Editied to add I just read page 1 of your thread to see these are pets. I think it's really cool that you have them in the pool. I can't say that I could swim with them... but I don't like lakes either. If one touched me I'd shoot out of the water like a rocket. :shark:

What you've created is pretty cool.
 
The pool is run without any chemicals. There is a biological filter and the pump included with the pool running 24/7, nothing else beyond that. There is no cartridge in the cartridge filter. I do have to clean the biological filter every couple weeks, when water flow diminishes significantly.

The water will not turn green or otherwise cloudy if the system is balanced, but algae will cover eventually all available surfaces, this is consumed by algae eating fish such as koi, it is part of their diet. If there were no algae eating fish in there then algae growth would be visible everywhere, so chemicals (like chlorine) would be required to kill algae and keep it from growing again.
 
The main maintenance job is cleaning the biological filter, this is an improvised filter consisting of a simple 3' long, 4" diameter pvc tube with screw on caps at the ends.
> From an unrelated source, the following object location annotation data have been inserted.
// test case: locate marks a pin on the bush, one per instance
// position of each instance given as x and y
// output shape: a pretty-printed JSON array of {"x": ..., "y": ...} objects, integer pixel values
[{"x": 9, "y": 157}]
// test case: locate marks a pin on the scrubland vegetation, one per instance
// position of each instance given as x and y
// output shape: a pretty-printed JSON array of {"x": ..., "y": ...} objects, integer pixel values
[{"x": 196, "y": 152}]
The tube has numerous small holes in the middle part and two half inch pipes connected at the ends leading to the pump input. The tube is full with plastic biocubes up to the ends where a couple of coarse sponges separate the biocubes from the exit pipes.

None of these connections is watertight, because this thing was designed to operate inside the pool, however it could be watertight if needed to operate outside the pool.

I need to clean this thing regularly, taking it out of the water, dismantling it and rinsing the biocubes and the sponges in a bucket of water as they both act as a mechanical filter trapping all sorts of things from the pool water. This takes about half an hour without being in any hurry whatsoever. I do this every two weeks, it could be every week at the most.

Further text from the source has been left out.